Design Strategies for Integrating Refrigerators into Kitchen Cabinetry

It wasn’t that long ago that your appliances travelled with you. Buying a new house meant packing up your old refrigerator, stove, and dishwasher and installing them into your next kitchen. This wasn’t too critical for stoves and dishwashers because they usually come in standard dimensions. But refrigerators vary in both width and height and most kitchens had to be designed to accommodate just about any possible size. The result is the typical bad kitchen design detail of a refrigerator sitting in an oversized gap in the cabinetry.

The good news is that those days are largely behind us, and most appliances stay with a house when it is sold. However, there is still a legacy of badly designed cabinetry detailing around the refrigerator. Fortunately, a little care and attention paid to this small aspect of kitchen design can make a huge difference in the quality of the overall outcome.

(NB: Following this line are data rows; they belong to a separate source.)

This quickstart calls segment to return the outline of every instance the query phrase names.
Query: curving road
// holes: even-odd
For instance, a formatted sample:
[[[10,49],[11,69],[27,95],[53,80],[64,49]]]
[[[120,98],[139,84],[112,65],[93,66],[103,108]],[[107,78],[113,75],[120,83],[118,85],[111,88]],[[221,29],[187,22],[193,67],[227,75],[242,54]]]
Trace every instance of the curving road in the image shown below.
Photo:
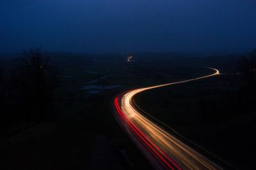
[[[196,78],[134,89],[115,98],[113,108],[115,118],[156,169],[221,169],[174,135],[164,130],[156,122],[145,117],[136,109],[132,102],[134,95],[145,90],[184,83],[220,74],[218,69],[210,69],[214,70],[214,73]]]

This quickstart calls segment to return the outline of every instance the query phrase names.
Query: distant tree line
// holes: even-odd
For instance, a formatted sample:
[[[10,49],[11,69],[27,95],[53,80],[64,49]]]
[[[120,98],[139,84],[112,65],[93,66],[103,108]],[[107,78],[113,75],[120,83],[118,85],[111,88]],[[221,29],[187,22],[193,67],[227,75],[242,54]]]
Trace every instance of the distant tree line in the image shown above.
[[[3,74],[0,69],[1,131],[57,117],[54,94],[58,87],[58,71],[49,59],[39,50],[31,50],[10,69],[11,73]]]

To learn more, watch John and Matthew discuss some of the key design considerations for integrating both traditional 30” deep refrigerators as well as the new counter depth-variety into kitchen cabinetry.

Today’s Slides:

  • Terri

    Matthew and John, Thanks for the fridge discussion. I’m wondering about ventilation requirements since fridges generate a lot of heat. We built a drywall “box for ours and had cupboards installed above, but we allowed air space behind and above these cupboards for better air flow. Is this not really necessary?

  • Matthew North

    Hi Terri – hope you have had a good summer! Your point about fridge ventilation is a good one. A standard depth fridge usually has the condenser on the back, meaning that there is an air space required on the back, sides and top for air flow and ventilation. This will vary between models, but the installation guide will show the minimum dimensions required for venting. If a side gable, a cabinet or drywall is installed too close and the air gap does not meeting the manufacturers requirements, the fridge can over heat and fail. A counter depth fridge (like a Sub Zero) has the condenser on the front face, either at the top, or at the bottom below the tow kick. Again, these grills cannot be blocked or clad with millwork otherwise the fridge will over heat. This is a critical point in kitchen design – thanks for bringing it to everyone’s attention!

  • Terri

    Hi Matthew, Since you (sort of) asked…my summer has been busy with kitchen and bathroom cabinet refinishing projects and some painting (need windows open for such work). Seems like a long time since I’ve thought about design though. Best wishes on the fall courses you’re offering in Calgary!